En effet, lors de sa Conférence de presse tenue le 16 juin 2022, Jens Stoltenberg, le Secrétaire général de l’Alliance, n’a pas caché son dessein. La participation du président ukrainien Zelensky, dont il se réjouit, consacre la volonté assumée des pays membres d’obtenir la victoire contre la Russie. De fait, l’Ukraine se trouve ainsi associée à l’OTAN, ce qui revient à franchir une ligne rouge vis-à-vis de Moscou. La France ne peut l’ignorer, puisque M. Stoltenberg se trouvait hier à Paris et qu’Emmanuel Macron s’est rendu à Kiev pour se joindre à cet engagement. Or les forces militaires ukrainiennes sont proches d’une défaite sur le terrain. Que peut donc faire l’OTAN dans ces circonstances ? Dans sa logique, devenir clairement un cobelligérant. En intensifiant sa participation à la guerre, soit dans son contexte cybernétique, soit au risque de franchir le seuil du recours à des armes nucléaires tactiques que possède également la Russie.
Dans ce contexte, Jens Stoltenberg est allé encore plus loin :
Nous allons également décider d’un nouveau concept stratégique pour l’OTAN, en arrêtant notre position sur la Russie, sur les nouveaux défis et, pour la première fois, sur la Chine .

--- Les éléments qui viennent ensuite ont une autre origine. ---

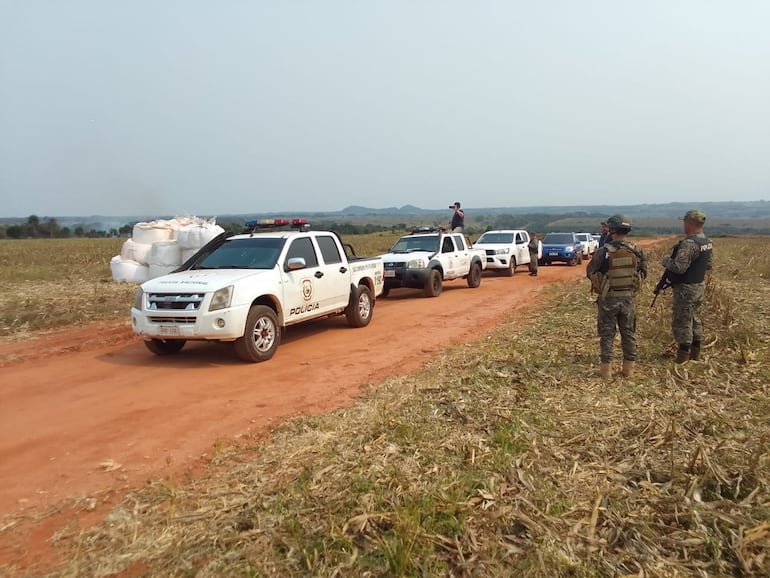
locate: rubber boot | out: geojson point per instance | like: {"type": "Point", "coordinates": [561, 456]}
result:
{"type": "Point", "coordinates": [682, 354]}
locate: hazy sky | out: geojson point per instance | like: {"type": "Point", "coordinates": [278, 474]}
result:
{"type": "Point", "coordinates": [209, 108]}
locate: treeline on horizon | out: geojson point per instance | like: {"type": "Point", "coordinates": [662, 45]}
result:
{"type": "Point", "coordinates": [50, 228]}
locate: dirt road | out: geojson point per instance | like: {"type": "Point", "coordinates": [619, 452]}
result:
{"type": "Point", "coordinates": [90, 411]}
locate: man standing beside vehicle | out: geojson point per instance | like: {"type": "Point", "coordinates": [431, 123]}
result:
{"type": "Point", "coordinates": [616, 271]}
{"type": "Point", "coordinates": [605, 236]}
{"type": "Point", "coordinates": [458, 218]}
{"type": "Point", "coordinates": [686, 271]}
{"type": "Point", "coordinates": [533, 246]}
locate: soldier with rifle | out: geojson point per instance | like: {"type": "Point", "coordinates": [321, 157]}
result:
{"type": "Point", "coordinates": [685, 271]}
{"type": "Point", "coordinates": [616, 271]}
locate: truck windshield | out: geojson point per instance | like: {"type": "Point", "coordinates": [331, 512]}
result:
{"type": "Point", "coordinates": [558, 239]}
{"type": "Point", "coordinates": [416, 243]}
{"type": "Point", "coordinates": [252, 253]}
{"type": "Point", "coordinates": [496, 238]}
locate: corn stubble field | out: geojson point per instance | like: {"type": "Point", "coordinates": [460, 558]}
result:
{"type": "Point", "coordinates": [503, 457]}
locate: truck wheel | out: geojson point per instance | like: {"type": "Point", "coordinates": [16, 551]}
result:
{"type": "Point", "coordinates": [474, 276]}
{"type": "Point", "coordinates": [261, 335]}
{"type": "Point", "coordinates": [359, 310]}
{"type": "Point", "coordinates": [511, 268]}
{"type": "Point", "coordinates": [432, 286]}
{"type": "Point", "coordinates": [165, 346]}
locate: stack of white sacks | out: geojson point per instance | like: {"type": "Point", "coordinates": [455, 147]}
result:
{"type": "Point", "coordinates": [158, 247]}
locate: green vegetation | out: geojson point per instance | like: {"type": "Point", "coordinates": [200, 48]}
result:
{"type": "Point", "coordinates": [504, 457]}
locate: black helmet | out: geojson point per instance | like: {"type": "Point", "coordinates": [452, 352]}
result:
{"type": "Point", "coordinates": [619, 222]}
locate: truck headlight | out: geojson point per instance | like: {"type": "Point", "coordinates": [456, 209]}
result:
{"type": "Point", "coordinates": [221, 298]}
{"type": "Point", "coordinates": [416, 264]}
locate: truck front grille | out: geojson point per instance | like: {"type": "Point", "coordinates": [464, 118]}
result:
{"type": "Point", "coordinates": [174, 320]}
{"type": "Point", "coordinates": [174, 301]}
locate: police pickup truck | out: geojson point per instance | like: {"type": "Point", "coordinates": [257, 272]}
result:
{"type": "Point", "coordinates": [506, 249]}
{"type": "Point", "coordinates": [427, 257]}
{"type": "Point", "coordinates": [247, 288]}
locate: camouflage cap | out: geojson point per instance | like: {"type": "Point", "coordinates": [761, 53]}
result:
{"type": "Point", "coordinates": [695, 216]}
{"type": "Point", "coordinates": [620, 222]}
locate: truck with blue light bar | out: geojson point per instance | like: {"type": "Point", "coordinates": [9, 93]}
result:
{"type": "Point", "coordinates": [248, 288]}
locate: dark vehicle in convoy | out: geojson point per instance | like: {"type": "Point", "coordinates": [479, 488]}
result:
{"type": "Point", "coordinates": [562, 247]}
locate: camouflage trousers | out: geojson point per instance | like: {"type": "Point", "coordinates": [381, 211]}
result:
{"type": "Point", "coordinates": [616, 314]}
{"type": "Point", "coordinates": [685, 316]}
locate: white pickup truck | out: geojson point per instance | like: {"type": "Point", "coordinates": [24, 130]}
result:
{"type": "Point", "coordinates": [506, 249]}
{"type": "Point", "coordinates": [246, 288]}
{"type": "Point", "coordinates": [427, 257]}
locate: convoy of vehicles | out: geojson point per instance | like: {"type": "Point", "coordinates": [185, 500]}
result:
{"type": "Point", "coordinates": [427, 257]}
{"type": "Point", "coordinates": [247, 288]}
{"type": "Point", "coordinates": [562, 247]}
{"type": "Point", "coordinates": [506, 249]}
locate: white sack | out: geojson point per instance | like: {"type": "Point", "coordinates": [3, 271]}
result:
{"type": "Point", "coordinates": [149, 233]}
{"type": "Point", "coordinates": [133, 251]}
{"type": "Point", "coordinates": [187, 253]}
{"type": "Point", "coordinates": [127, 271]}
{"type": "Point", "coordinates": [160, 270]}
{"type": "Point", "coordinates": [165, 253]}
{"type": "Point", "coordinates": [196, 235]}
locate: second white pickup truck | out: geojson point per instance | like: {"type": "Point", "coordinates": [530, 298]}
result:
{"type": "Point", "coordinates": [246, 288]}
{"type": "Point", "coordinates": [427, 257]}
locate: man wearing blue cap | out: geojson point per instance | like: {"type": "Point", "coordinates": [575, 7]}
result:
{"type": "Point", "coordinates": [686, 270]}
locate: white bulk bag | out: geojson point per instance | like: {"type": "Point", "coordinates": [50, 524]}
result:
{"type": "Point", "coordinates": [127, 271]}
{"type": "Point", "coordinates": [133, 251]}
{"type": "Point", "coordinates": [165, 253]}
{"type": "Point", "coordinates": [187, 253]}
{"type": "Point", "coordinates": [148, 233]}
{"type": "Point", "coordinates": [160, 270]}
{"type": "Point", "coordinates": [197, 235]}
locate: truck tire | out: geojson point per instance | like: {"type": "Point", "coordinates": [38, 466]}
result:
{"type": "Point", "coordinates": [165, 346]}
{"type": "Point", "coordinates": [511, 268]}
{"type": "Point", "coordinates": [261, 335]}
{"type": "Point", "coordinates": [474, 276]}
{"type": "Point", "coordinates": [432, 287]}
{"type": "Point", "coordinates": [359, 310]}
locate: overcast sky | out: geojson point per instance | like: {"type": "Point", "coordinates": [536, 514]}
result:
{"type": "Point", "coordinates": [147, 107]}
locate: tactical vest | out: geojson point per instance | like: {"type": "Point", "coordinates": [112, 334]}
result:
{"type": "Point", "coordinates": [622, 275]}
{"type": "Point", "coordinates": [696, 272]}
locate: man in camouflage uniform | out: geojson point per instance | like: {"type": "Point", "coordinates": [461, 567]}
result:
{"type": "Point", "coordinates": [686, 271]}
{"type": "Point", "coordinates": [616, 271]}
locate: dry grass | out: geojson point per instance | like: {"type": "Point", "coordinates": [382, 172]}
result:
{"type": "Point", "coordinates": [504, 457]}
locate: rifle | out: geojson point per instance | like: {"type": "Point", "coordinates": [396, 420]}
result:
{"type": "Point", "coordinates": [664, 282]}
{"type": "Point", "coordinates": [662, 285]}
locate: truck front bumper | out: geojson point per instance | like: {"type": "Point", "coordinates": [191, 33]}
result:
{"type": "Point", "coordinates": [414, 278]}
{"type": "Point", "coordinates": [223, 325]}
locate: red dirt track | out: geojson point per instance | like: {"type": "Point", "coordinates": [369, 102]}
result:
{"type": "Point", "coordinates": [90, 412]}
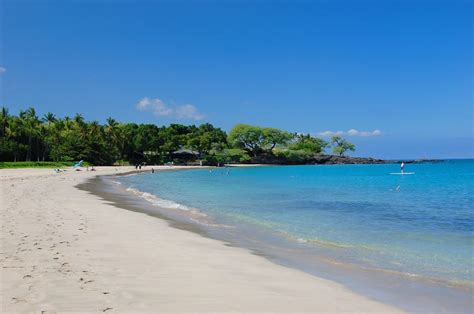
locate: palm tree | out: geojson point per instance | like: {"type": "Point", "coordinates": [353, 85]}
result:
{"type": "Point", "coordinates": [4, 119]}
{"type": "Point", "coordinates": [49, 118]}
{"type": "Point", "coordinates": [30, 122]}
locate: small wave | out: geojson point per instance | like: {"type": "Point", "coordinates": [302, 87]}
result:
{"type": "Point", "coordinates": [163, 203]}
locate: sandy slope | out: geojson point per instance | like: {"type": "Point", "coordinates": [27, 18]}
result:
{"type": "Point", "coordinates": [64, 250]}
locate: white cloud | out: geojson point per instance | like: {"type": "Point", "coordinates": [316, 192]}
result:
{"type": "Point", "coordinates": [160, 108]}
{"type": "Point", "coordinates": [156, 105]}
{"type": "Point", "coordinates": [350, 132]}
{"type": "Point", "coordinates": [188, 112]}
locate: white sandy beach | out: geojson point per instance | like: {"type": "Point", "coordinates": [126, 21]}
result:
{"type": "Point", "coordinates": [65, 250]}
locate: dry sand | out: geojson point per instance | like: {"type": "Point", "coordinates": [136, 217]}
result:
{"type": "Point", "coordinates": [65, 250]}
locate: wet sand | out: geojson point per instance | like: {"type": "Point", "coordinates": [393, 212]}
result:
{"type": "Point", "coordinates": [66, 250]}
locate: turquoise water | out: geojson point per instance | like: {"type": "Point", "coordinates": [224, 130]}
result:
{"type": "Point", "coordinates": [420, 224]}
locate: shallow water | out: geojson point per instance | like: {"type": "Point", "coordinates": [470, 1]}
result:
{"type": "Point", "coordinates": [419, 224]}
{"type": "Point", "coordinates": [383, 231]}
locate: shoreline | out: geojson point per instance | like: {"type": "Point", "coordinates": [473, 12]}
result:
{"type": "Point", "coordinates": [63, 249]}
{"type": "Point", "coordinates": [382, 285]}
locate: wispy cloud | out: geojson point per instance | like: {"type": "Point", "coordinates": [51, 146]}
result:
{"type": "Point", "coordinates": [350, 132]}
{"type": "Point", "coordinates": [160, 108]}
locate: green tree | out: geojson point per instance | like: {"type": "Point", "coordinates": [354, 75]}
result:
{"type": "Point", "coordinates": [248, 137]}
{"type": "Point", "coordinates": [308, 143]}
{"type": "Point", "coordinates": [340, 145]}
{"type": "Point", "coordinates": [273, 137]}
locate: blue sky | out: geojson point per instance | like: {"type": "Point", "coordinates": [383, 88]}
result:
{"type": "Point", "coordinates": [398, 74]}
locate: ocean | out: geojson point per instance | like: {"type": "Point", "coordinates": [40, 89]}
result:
{"type": "Point", "coordinates": [419, 225]}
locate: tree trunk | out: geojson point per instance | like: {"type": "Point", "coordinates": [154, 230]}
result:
{"type": "Point", "coordinates": [28, 152]}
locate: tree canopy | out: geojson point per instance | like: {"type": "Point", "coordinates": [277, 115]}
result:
{"type": "Point", "coordinates": [28, 137]}
{"type": "Point", "coordinates": [340, 145]}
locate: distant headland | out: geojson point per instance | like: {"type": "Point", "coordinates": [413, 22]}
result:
{"type": "Point", "coordinates": [28, 137]}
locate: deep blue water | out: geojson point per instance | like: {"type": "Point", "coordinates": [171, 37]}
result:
{"type": "Point", "coordinates": [419, 224]}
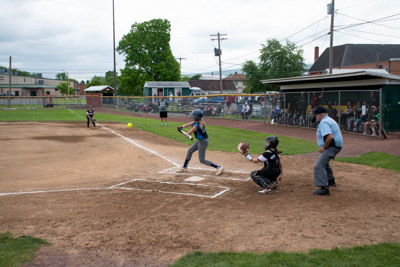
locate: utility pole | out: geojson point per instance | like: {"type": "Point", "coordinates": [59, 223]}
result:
{"type": "Point", "coordinates": [68, 89]}
{"type": "Point", "coordinates": [331, 10]}
{"type": "Point", "coordinates": [115, 66]}
{"type": "Point", "coordinates": [180, 62]}
{"type": "Point", "coordinates": [9, 90]}
{"type": "Point", "coordinates": [218, 53]}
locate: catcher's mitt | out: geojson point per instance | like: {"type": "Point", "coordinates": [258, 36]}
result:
{"type": "Point", "coordinates": [243, 147]}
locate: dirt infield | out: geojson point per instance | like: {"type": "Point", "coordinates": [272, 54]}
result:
{"type": "Point", "coordinates": [110, 197]}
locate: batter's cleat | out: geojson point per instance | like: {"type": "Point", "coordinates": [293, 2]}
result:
{"type": "Point", "coordinates": [264, 191]}
{"type": "Point", "coordinates": [273, 185]}
{"type": "Point", "coordinates": [220, 170]}
{"type": "Point", "coordinates": [180, 170]}
{"type": "Point", "coordinates": [323, 191]}
{"type": "Point", "coordinates": [332, 183]}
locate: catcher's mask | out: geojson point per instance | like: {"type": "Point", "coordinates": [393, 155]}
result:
{"type": "Point", "coordinates": [271, 142]}
{"type": "Point", "coordinates": [197, 114]}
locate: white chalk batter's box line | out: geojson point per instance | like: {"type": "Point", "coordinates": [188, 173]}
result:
{"type": "Point", "coordinates": [172, 170]}
{"type": "Point", "coordinates": [222, 190]}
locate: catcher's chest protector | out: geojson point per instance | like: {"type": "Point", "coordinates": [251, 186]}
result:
{"type": "Point", "coordinates": [272, 159]}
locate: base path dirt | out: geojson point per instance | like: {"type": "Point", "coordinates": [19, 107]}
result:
{"type": "Point", "coordinates": [111, 197]}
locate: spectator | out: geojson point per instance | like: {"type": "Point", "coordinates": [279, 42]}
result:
{"type": "Point", "coordinates": [348, 113]}
{"type": "Point", "coordinates": [332, 112]}
{"type": "Point", "coordinates": [371, 124]}
{"type": "Point", "coordinates": [373, 101]}
{"type": "Point", "coordinates": [245, 111]}
{"type": "Point", "coordinates": [179, 93]}
{"type": "Point", "coordinates": [302, 104]}
{"type": "Point", "coordinates": [229, 103]}
{"type": "Point", "coordinates": [208, 110]}
{"type": "Point", "coordinates": [315, 100]}
{"type": "Point", "coordinates": [217, 110]}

C’est ce qui est qualifié dans le jargon de l’organisation de « Global NATO » , et qui signifie l’extension agressive de la compétence de l’OTAN aux affaires du monde entier. Déjà l’OTAN avait perdu sa raison d’être lors de la dissolution du Pacte de Varsovie, mais ici, il s’agit bien davantage d’une extension insensée des rives de l’Atlantique jusqu’à celles du Pacifique.
Accepter ce contexte reviendrait à aliéner notre indépendance nationale et à entreprendre une guerre permanente dans le monde, pouvant dégénérer, par accident ou par une folle fuite en avant, en conflit nucléaire, au risque « que l’humanité s’anéantisse elle-même dans de monstrueuses destructions. » Que les médias et l’irresponsabilité de nos dirigeants tentent de nous plonger dans un déni de réalité ne change rien à la réalité.
Prétendre changer l’Alliance de l’intérieur est désormais une vue de l’esprit. C’est pourquoi la seule option raisonnable est de descendre de ce train fou . Or il existe dans notre pays une majorité pour le vouloir. Environ les deux tiers des Françaises et des Français ont voté pour des candidats qui ont manifesté cet engagement. J’appelle ces candidats, avec l’urgence qu’exige la situation actuelle dans le monde, à tenir leurs promesses et mener la bataille. Ne pas le faire conduirait à la soumission, au déshonneur et en fin de compte à la guerre.
Il faut ajouter que l’article 42 du Traité sur l’Union européenne (UE) , par sa clause de défense mutuelle , lie, de fait sinon de droit, l’UE à l’OTAN. Qui plus est, par la déclaration commune du 10 juillet 2018, le président du Conseil européen, le président de la Commission européenne et le Secrétaire général de l’Otan sont convenus « de renforcer la coopération entre l’UE et l’OTAN (…) sa qualité, son étendue et son intensité. »
Les signataires encouragent « la participation la plus large possible de États membres de l’UE qui ne font pas partie de l’Alliance aux initiatives de celle-ci. » Il est donc clair, dans ces conditions, que la promesse d’une procédure accélérée d’intégration de l’Ukraine à l’UE est, pour la Russie, de même nature que son adhésion à l’OTAN.
Disons-le donc une fois de plus sans mâcher les mots. Ce qui est visé à Madrid, c’est de transformer l’UE en alliance militaire engagée dans une culture de la guerre , au risque d’embraser l’Europe et le monde. C’est une raison encore plus déterminante de dire non.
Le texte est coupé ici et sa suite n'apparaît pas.